As tempting as an optional hammam had sounded, poor reviews put us off. We didn’t feel like we’d missed out, particularly when some of the ladies returned and gleefully reported about all the old men and their “dangly bits” on display! 

Nude wrinklies aside, I thought Bukhara would take some beating on the picturesque scale. Our final stop in Uzbekistan, Khiva, was even more delightful though and had us finishing the country off on a high. 

Staying in a former madrasah

Khiva’s inner town had the same historic touches as Samarkand and Bukhara, but, visitors aside, felt much more peaceful. It was like walking through an open air museum.

Tash at the Tash-gate

It also boasts a statement minaret. Already 29 metres high, the Kaltaminor’s disproportionate diameter hints at the fact it is unfinished, and is actually only around a third of its intended size. It would be an absolute monster if it had been completed.

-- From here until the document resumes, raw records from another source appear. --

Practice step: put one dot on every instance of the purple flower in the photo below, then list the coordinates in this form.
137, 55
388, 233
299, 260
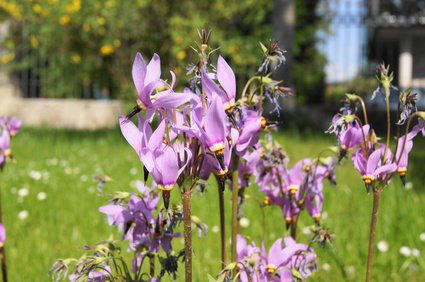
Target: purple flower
313, 205
372, 169
153, 93
353, 136
226, 78
250, 126
213, 127
12, 125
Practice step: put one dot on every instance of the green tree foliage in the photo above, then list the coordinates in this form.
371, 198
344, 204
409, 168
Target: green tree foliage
85, 47
309, 63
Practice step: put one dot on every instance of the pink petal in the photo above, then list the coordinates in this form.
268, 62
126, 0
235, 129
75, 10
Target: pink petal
153, 70
139, 72
131, 133
226, 77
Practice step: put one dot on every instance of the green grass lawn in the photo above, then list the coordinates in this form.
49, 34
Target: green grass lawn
61, 164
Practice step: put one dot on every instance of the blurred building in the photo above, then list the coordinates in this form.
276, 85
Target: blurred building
396, 35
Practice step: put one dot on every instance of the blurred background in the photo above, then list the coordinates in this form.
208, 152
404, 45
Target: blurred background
84, 50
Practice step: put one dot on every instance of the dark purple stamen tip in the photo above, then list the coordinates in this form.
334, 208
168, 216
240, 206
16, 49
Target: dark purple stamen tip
131, 114
145, 174
220, 159
166, 198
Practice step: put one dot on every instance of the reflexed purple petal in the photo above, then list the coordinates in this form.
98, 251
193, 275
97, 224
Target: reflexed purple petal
168, 166
385, 169
373, 161
131, 133
275, 253
211, 88
226, 77
215, 122
170, 100
2, 234
153, 70
139, 72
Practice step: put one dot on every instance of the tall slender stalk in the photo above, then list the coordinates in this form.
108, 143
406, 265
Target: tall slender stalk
222, 228
187, 219
376, 198
235, 201
2, 248
294, 224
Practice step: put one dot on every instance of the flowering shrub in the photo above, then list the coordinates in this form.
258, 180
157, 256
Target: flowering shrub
184, 137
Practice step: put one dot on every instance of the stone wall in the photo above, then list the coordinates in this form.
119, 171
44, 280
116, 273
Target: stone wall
63, 113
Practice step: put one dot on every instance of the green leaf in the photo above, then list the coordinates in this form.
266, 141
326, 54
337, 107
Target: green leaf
211, 279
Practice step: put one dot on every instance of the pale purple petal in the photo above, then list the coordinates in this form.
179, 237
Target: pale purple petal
131, 133
373, 161
139, 72
153, 70
157, 136
215, 122
226, 77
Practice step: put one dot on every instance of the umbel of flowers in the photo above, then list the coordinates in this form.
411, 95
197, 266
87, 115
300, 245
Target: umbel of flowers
9, 127
182, 138
376, 161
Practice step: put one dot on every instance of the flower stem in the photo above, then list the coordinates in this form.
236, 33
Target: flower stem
376, 198
222, 228
2, 249
294, 224
235, 201
187, 219
387, 102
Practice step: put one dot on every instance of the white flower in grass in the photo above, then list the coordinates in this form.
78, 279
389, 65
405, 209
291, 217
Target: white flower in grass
41, 196
36, 175
383, 246
405, 251
23, 192
23, 214
244, 222
416, 253
215, 229
306, 230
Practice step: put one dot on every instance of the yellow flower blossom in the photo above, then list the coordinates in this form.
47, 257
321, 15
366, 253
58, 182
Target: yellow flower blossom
107, 50
181, 55
64, 20
101, 20
37, 8
74, 7
76, 59
34, 41
7, 58
12, 9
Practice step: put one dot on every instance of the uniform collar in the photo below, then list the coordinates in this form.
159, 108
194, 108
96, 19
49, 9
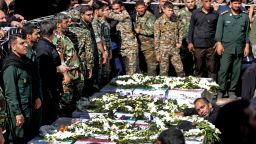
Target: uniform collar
235, 16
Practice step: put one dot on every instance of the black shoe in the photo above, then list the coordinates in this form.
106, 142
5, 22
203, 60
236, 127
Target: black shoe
220, 94
232, 95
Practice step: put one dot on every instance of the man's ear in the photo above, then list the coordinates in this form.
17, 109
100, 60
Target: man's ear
28, 36
210, 105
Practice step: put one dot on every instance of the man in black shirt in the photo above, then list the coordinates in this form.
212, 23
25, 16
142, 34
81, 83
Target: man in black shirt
201, 38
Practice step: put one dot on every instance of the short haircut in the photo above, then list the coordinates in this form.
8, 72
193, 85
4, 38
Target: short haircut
203, 98
104, 6
13, 39
168, 4
59, 17
28, 28
235, 0
118, 2
85, 8
172, 135
47, 28
97, 5
140, 2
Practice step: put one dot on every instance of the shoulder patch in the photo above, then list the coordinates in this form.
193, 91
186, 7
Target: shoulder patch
225, 12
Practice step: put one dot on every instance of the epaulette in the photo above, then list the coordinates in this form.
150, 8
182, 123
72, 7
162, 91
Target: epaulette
245, 12
226, 11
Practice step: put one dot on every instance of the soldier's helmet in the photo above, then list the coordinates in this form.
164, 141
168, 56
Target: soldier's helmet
74, 14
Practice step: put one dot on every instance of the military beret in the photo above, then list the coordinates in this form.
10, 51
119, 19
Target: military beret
74, 14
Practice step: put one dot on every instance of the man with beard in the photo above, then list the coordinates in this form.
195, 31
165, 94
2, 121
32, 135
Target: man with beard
18, 82
201, 39
184, 16
203, 108
31, 33
232, 44
145, 32
69, 57
51, 70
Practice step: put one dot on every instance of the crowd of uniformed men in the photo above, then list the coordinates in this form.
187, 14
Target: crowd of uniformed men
50, 67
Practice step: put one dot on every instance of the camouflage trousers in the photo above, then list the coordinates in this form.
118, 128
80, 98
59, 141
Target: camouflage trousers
105, 75
72, 93
129, 55
172, 55
150, 58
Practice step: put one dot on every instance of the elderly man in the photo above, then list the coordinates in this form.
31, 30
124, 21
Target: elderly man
203, 108
18, 80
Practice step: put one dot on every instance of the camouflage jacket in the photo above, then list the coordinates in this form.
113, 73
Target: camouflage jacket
84, 52
124, 26
96, 25
105, 32
67, 53
146, 25
184, 16
167, 33
3, 114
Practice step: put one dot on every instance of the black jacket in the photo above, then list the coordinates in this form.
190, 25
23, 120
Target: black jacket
202, 28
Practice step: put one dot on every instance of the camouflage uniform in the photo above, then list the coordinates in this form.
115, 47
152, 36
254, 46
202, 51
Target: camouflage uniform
146, 39
129, 46
92, 84
105, 32
167, 34
84, 49
69, 57
3, 114
184, 16
96, 25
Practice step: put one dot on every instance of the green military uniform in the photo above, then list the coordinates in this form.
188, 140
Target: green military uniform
184, 16
129, 45
146, 38
17, 79
3, 115
69, 58
166, 35
96, 25
233, 32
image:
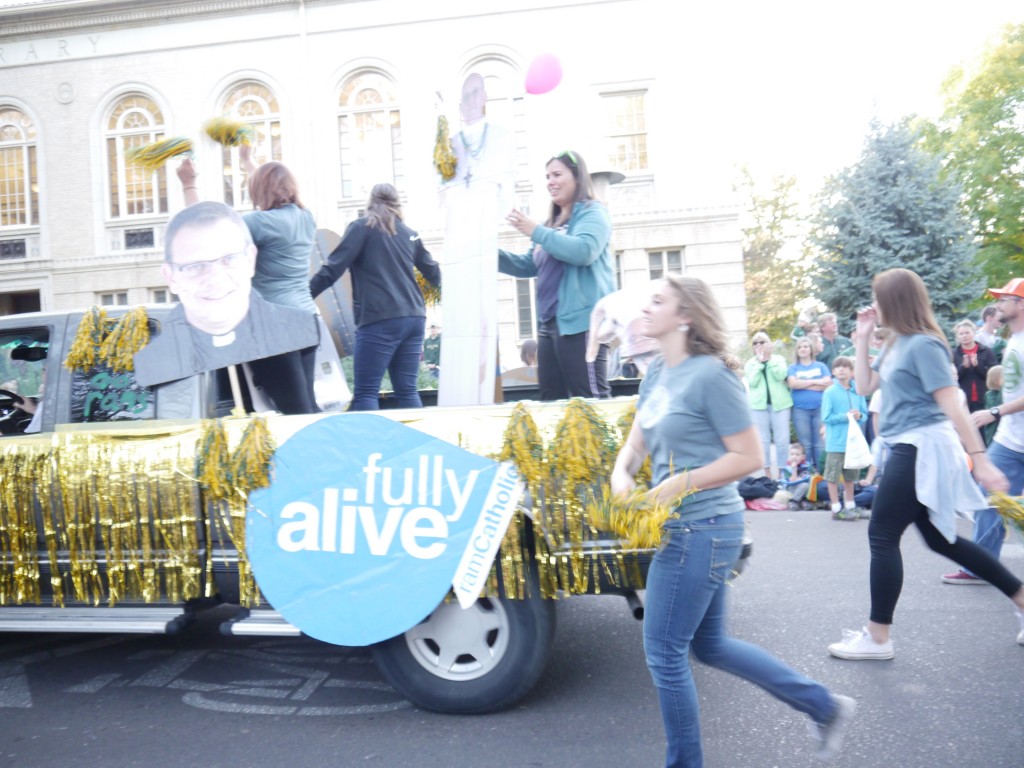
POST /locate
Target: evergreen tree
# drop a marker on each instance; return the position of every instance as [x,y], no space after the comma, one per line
[981,139]
[893,208]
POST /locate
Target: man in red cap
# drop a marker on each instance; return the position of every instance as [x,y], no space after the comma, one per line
[1007,449]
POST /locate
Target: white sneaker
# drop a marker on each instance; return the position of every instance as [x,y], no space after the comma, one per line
[859,646]
[829,735]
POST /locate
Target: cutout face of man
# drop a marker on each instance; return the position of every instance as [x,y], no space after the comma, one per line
[211,268]
[474,99]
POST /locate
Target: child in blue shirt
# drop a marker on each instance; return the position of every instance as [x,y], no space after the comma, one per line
[840,400]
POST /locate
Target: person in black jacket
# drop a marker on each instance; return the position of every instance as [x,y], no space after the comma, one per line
[382,251]
[972,359]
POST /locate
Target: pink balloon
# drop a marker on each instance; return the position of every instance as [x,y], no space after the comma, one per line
[544,74]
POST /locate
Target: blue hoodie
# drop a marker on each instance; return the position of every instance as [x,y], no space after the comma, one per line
[585,250]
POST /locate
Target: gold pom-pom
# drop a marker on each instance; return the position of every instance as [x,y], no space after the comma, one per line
[431,294]
[153,156]
[522,445]
[130,334]
[213,462]
[1011,510]
[84,352]
[444,160]
[635,518]
[228,132]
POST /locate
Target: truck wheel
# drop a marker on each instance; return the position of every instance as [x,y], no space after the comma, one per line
[480,659]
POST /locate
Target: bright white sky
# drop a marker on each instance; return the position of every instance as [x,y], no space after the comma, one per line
[792,85]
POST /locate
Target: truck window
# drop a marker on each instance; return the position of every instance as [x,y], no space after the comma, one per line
[23,365]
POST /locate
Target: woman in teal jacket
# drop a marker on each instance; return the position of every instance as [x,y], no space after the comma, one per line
[571,261]
[771,401]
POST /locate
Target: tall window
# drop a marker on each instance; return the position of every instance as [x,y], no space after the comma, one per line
[255,104]
[135,121]
[507,108]
[660,262]
[524,308]
[18,179]
[370,134]
[627,131]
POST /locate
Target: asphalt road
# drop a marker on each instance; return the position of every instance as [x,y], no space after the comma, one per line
[950,698]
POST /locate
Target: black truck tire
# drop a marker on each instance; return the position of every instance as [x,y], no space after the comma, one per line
[480,659]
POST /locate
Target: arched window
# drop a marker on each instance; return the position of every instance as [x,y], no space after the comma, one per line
[370,134]
[18,177]
[134,121]
[255,104]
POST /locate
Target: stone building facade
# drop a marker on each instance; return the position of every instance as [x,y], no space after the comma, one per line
[347,93]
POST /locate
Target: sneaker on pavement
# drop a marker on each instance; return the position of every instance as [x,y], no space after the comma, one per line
[829,735]
[962,577]
[857,646]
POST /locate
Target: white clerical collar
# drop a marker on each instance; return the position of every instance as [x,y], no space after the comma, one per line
[473,131]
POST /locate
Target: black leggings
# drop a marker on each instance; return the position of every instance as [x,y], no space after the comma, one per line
[562,370]
[895,508]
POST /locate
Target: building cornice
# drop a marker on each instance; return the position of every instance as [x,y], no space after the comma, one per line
[48,17]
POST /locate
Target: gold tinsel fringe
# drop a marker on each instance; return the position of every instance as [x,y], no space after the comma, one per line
[151,157]
[1011,509]
[431,294]
[84,351]
[129,334]
[444,160]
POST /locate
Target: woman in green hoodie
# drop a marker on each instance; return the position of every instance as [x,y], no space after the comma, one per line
[571,261]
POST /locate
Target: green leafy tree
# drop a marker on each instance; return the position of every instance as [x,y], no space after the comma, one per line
[981,139]
[893,208]
[774,282]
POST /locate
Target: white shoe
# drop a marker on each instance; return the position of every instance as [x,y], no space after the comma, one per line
[829,735]
[858,646]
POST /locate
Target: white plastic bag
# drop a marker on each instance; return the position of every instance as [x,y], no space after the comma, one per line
[858,454]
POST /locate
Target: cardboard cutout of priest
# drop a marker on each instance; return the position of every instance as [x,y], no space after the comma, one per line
[477,198]
[209,262]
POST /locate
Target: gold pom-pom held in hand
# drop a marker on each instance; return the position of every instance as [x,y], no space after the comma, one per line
[130,334]
[228,132]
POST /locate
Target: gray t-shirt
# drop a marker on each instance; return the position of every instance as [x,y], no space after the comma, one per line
[684,412]
[911,370]
[1011,429]
[284,239]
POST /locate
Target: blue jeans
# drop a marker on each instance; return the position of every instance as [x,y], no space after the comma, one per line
[394,345]
[807,422]
[685,607]
[989,530]
[774,427]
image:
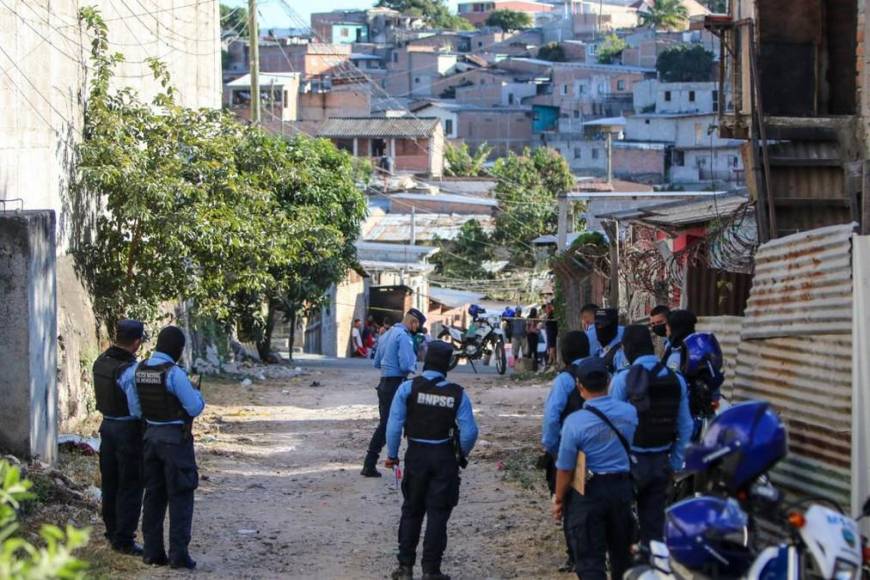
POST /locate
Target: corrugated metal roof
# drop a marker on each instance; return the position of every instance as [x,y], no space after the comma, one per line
[378,127]
[727,331]
[808,380]
[802,285]
[397,227]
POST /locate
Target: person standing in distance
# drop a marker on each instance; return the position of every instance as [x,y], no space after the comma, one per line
[159,391]
[121,480]
[600,522]
[664,429]
[430,409]
[397,358]
[564,399]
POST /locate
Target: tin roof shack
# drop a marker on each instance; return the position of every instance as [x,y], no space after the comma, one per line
[399,265]
[412,145]
[794,70]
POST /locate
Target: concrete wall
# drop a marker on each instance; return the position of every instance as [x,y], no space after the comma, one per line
[28,317]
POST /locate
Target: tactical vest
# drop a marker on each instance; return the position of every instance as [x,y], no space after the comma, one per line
[657,425]
[111,400]
[432,409]
[157,403]
[575,401]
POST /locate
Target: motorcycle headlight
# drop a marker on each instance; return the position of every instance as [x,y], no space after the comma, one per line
[844,570]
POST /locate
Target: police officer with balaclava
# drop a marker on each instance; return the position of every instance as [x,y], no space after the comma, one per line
[664,429]
[396,357]
[564,399]
[438,421]
[605,338]
[121,479]
[681,323]
[160,392]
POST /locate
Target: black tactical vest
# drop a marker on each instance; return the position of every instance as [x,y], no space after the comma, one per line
[157,403]
[111,400]
[432,409]
[575,401]
[657,425]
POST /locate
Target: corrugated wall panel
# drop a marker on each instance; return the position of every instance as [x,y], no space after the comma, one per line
[802,285]
[727,331]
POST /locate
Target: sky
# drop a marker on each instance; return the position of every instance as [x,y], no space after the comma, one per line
[274,15]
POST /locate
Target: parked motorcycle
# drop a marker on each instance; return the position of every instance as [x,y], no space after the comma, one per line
[483,340]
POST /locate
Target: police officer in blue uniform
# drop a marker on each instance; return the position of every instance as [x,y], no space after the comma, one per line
[397,358]
[438,421]
[159,391]
[605,338]
[564,399]
[120,440]
[664,429]
[600,522]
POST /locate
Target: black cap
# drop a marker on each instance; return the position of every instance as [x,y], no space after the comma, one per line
[438,356]
[592,374]
[128,330]
[418,315]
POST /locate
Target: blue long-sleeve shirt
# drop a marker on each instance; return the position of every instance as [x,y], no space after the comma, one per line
[584,431]
[597,349]
[551,431]
[619,390]
[395,355]
[399,413]
[177,384]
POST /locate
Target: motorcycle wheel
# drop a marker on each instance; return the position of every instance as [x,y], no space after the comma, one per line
[500,358]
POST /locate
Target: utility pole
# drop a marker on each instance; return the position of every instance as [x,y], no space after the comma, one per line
[254,44]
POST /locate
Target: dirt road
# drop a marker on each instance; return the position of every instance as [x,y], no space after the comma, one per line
[281,495]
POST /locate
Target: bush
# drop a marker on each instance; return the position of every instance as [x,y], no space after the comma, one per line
[21,560]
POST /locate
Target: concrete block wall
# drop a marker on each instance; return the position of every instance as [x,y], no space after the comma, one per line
[28,319]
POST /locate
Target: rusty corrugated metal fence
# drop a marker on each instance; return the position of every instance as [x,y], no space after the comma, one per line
[796,352]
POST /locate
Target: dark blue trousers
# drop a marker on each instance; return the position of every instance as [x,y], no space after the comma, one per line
[171,477]
[386,391]
[652,477]
[121,479]
[600,524]
[430,486]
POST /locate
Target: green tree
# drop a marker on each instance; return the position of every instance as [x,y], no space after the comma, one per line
[509,20]
[685,63]
[435,12]
[21,560]
[234,20]
[610,49]
[463,257]
[665,15]
[552,52]
[462,161]
[527,188]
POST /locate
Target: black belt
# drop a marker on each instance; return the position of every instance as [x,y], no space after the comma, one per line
[620,476]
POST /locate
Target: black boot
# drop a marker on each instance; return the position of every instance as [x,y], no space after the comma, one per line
[370,471]
[403,572]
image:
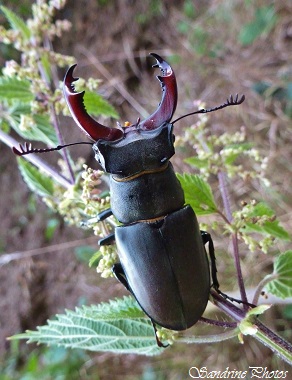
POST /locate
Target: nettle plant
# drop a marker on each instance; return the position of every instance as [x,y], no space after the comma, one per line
[31,100]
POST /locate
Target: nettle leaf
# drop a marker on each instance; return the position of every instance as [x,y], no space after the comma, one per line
[13,89]
[197,162]
[235,150]
[282,285]
[38,182]
[119,326]
[198,194]
[16,22]
[96,105]
[41,130]
[272,228]
[265,19]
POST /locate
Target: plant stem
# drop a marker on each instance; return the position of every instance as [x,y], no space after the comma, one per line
[53,114]
[11,142]
[226,202]
[276,343]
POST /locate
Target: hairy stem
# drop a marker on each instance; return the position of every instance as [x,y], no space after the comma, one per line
[226,202]
[266,336]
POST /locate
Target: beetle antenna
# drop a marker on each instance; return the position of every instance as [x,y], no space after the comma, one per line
[230,102]
[28,149]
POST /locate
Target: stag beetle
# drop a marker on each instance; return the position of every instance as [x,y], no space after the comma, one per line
[163,261]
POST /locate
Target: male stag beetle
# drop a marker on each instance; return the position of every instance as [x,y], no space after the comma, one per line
[163,261]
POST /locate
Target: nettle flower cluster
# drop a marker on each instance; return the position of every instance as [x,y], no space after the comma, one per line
[226,152]
[33,39]
[95,201]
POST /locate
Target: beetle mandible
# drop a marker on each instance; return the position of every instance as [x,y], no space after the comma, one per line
[163,261]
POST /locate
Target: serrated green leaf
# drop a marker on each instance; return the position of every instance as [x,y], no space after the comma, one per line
[198,194]
[16,22]
[42,130]
[38,182]
[196,162]
[282,285]
[96,105]
[94,260]
[118,326]
[13,89]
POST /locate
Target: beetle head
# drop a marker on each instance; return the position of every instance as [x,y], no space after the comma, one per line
[135,147]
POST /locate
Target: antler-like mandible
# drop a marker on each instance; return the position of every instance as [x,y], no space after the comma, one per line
[91,127]
[168,103]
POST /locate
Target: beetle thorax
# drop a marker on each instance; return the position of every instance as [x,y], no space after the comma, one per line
[137,152]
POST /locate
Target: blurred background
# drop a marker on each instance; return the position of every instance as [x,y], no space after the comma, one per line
[215,48]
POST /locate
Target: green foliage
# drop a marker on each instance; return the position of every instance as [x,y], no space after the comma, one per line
[16,22]
[30,99]
[264,20]
[31,126]
[261,219]
[42,363]
[38,182]
[280,93]
[118,326]
[13,89]
[198,194]
[98,106]
[52,225]
[281,285]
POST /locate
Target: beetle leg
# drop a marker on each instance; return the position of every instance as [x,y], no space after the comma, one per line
[104,214]
[108,240]
[120,275]
[208,239]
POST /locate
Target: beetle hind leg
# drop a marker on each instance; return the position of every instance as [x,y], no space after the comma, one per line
[120,275]
[208,239]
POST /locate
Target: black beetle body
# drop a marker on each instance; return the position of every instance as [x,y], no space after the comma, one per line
[161,249]
[160,245]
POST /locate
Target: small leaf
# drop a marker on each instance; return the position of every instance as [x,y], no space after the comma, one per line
[16,22]
[51,227]
[96,105]
[198,194]
[272,228]
[197,162]
[35,180]
[94,260]
[13,89]
[282,285]
[119,326]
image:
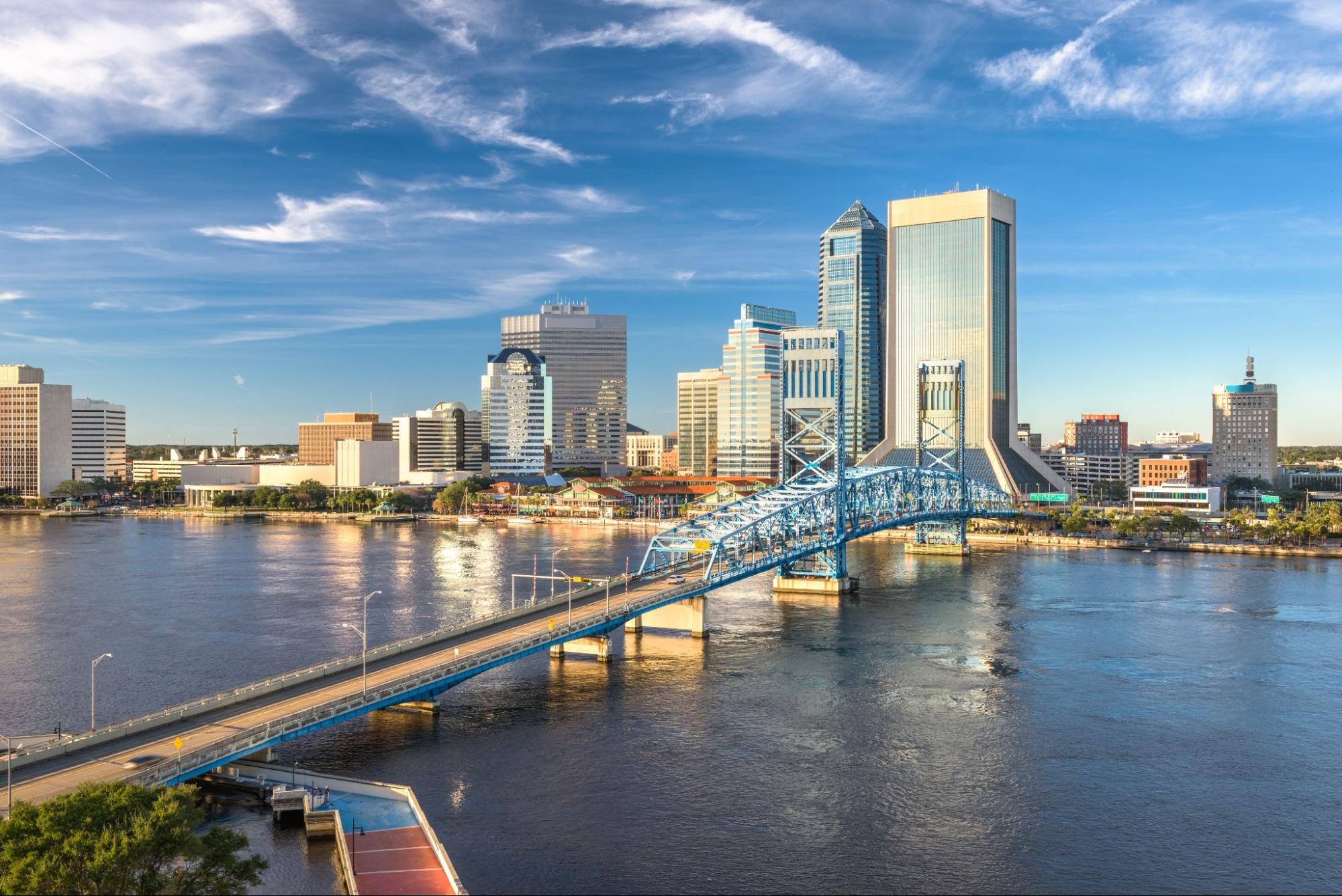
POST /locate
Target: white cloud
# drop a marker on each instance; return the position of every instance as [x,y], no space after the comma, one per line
[788,68]
[491,216]
[1192,62]
[446,105]
[577,256]
[85,70]
[303,221]
[589,199]
[55,234]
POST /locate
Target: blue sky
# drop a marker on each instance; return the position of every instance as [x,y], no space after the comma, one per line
[246,213]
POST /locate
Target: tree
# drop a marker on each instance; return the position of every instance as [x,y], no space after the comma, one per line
[121,839]
[309,494]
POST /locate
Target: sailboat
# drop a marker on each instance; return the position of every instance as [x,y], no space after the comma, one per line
[463,517]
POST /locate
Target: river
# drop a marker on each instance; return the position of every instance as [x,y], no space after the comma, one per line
[1035,721]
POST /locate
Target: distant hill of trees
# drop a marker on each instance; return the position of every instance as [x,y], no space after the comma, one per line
[153,452]
[1301,454]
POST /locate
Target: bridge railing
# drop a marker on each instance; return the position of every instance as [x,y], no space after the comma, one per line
[117,730]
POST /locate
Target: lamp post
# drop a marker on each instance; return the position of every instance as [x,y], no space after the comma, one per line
[93,691]
[363,639]
[8,777]
[363,635]
[553,554]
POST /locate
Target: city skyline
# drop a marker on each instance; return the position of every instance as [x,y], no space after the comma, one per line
[387,201]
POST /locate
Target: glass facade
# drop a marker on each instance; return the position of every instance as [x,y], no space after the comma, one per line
[853,301]
[940,314]
[751,393]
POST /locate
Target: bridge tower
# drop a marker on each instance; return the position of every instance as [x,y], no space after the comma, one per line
[814,454]
[941,446]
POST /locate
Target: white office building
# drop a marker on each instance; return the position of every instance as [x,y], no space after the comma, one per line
[516,415]
[97,439]
[438,444]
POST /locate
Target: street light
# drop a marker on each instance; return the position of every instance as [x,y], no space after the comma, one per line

And these guys think they’re craning their necks enough as it is

Two characters caught our attention during our stay. The first was the “bank on a bike” which Nazira would arrange if someone needed money, due to the lack of any official exchange office. There was also the “Khan”, the ruler of the Khanate of Khiva, a historical Central Asian state located in present-day Uzbekistan and Turkmenistan. Established in the early 16th century, the Khan was the supreme leader of the region, but is now only a symbol of the cultural heritage of the region.

The Khan and his Krew

Amid a full morning walking tour which took in various historical sights, I think the three weeks of tours and hikes was starting to catch up.

Voting on a coffee break, the rooftops were looking too good to ignore. Despite spending most days and many meals together, perhaps it felt rare to stop simply for a refreshment break amid the fast paced days. Or maybe it was the scenery. Either way, I really appreciated the chance to bask in the sun with some coffee, baklava and good company.

On that point, it could also have been the knowledge that the biggest change to group composition was imminent. This was our last full day together, before halving and going separate ways the next morning. There were a lot of characters in the half returning to Tashkent who we were going to miss.

But there is no way I’d want to trade places with those heading home, as the most intriguing country on the list beckoned….Turkmenistan. But after all those covid scares, would we even get in?

Tash’s Treats

Sometimes the simplest foods are the best, and everyone was quite excited by the breads in Uzbekistan. We were particularly delighted to see the old school clay ovens in action in Khiva one evening.

After remarking in my Turkey treats section about being pleased to have lamb again, by this point in the travels, I was already starting to get lamb-ed out. Shashlik is a very popular food choice across Asia. We usually eat red meat about twice a week…some days here it was twice a day!

Manty and chuchvara are also typical Uzbek food (and similar to other posts, found across all central Asia) – little dumplings filled with spiced meat.